Ashad's shrunken body was found by the Doctor as she and her companions destroyed the Cybercarrier and the Cyber-Army aboard it, foiling Ashad's plan to rekindle the Cyber-Empire. Contacted by the Master who had created an army of CyberMasters instead, the Doctor attached Ashad to an explosive in order to sacrifice herself to detonate the death particle and end the Master and his army. However, Ko Sharmus decided to sacrifice himself instead to make up for causing the problem in the first place by sending the Cyberium somewhere that Ashad could eventually find it. In his last moments, Ko Sharmus detonated the bomb, obliterating Ashad's remains and detonating the death particle which wiped out all organic life on Gallifrey, the Master and his army presumably included. (TV: The Timeless Children)
The Doctor also used memories of Ashad and many, many other memories to overload the Matrix on Gallifrey. (TV: The Timeless Children)
Personality
Due to his lack of an emotional inhibitor, Ashad was able to express and understand emotions and even tended towards anger. Despite this, he lacked mercy or remorse, being completely loyal to the Cybermen and revealing he killed his own children for joining the resistance. He also knew how to manipulate emotions, as shown when he taunted Mary Shelley about sparing her son not out of pity, but because he was unsuitable for conversion, and when he blackmailed the Doctor into handing over the Cyberium or he'd tear reality by summoning the ship. (TV: The Haunting of Villa Diodati)
Consumed by self-loathing, Ashad hated his existence as an organic lifeform to the point of seeking out the Cybermen as a means to correct this.

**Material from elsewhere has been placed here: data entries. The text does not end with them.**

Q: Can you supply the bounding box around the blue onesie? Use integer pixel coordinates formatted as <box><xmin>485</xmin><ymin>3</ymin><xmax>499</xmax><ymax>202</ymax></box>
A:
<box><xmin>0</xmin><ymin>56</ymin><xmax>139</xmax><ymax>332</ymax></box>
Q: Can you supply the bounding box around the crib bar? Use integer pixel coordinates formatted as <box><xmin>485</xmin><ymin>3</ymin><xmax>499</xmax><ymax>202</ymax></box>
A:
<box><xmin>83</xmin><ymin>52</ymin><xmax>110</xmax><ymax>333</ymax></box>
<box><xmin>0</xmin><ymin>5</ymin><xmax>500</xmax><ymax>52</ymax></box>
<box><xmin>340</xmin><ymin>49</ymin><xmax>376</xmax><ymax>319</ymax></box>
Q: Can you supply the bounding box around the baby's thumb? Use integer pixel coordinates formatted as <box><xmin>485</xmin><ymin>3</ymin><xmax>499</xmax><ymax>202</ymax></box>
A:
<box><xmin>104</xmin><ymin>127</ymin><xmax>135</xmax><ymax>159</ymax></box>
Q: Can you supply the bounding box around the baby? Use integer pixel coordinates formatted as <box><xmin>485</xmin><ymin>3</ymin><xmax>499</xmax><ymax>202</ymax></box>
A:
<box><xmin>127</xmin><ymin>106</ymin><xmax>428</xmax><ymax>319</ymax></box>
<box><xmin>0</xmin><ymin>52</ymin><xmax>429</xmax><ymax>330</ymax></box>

Upon receiving the Cyberium, Ashad sought to create a purely mechanised universe first by removing the organic components from the Cyber-Warriors before planning to unleash the death particle and eradicate all organic life from the universe. (TV: Ascension of the Cybermen, The Timeless Children)
Appearance
Having undergone a partial cyber-conversion, Ashad's human body was housed in an incomplete, weathered Cyber-suit resembling those associated with the Cyberiad, (TV: Nightmare in Silver) but with a left arm resembling those of both the planet Mondas and the Mondasian colony ship's first Cybermen, (TV: The Tenth Planet, World Enough and Time, The Doctor Falls) lower legs matching the Cybus-style model assocaited with the Cyber Legions, (TV: Rise of the Cybermen, A Good Man Goes to War) and a unique Cyber-helmet with an incomplete faceplate that exposed the left side of his face. He wielded a functional Cyber wrist blaster, though its energy could be drained by time hopping.
Similar to the converted Alistair Gordon Lethbridge-Stewart, Ashad's side handles were mostly silver but with black corners.
Most notably, Ashad lacked an emotional inhibitor. Being a willing recruit to the Cyber-Empire, he mostly retained control of himself, claiming to the Thirteenth Doctor that he did not need to be stabilised, though he was prone to emotional outbursts. (TV: The Haunting of Villa Diodati, Ascension of the Cybermen)
Behind the scenes
- Ashad's Cyber-body being a combination of several Cyberman models evokes the monster in Mary Shelley's Frankenstein.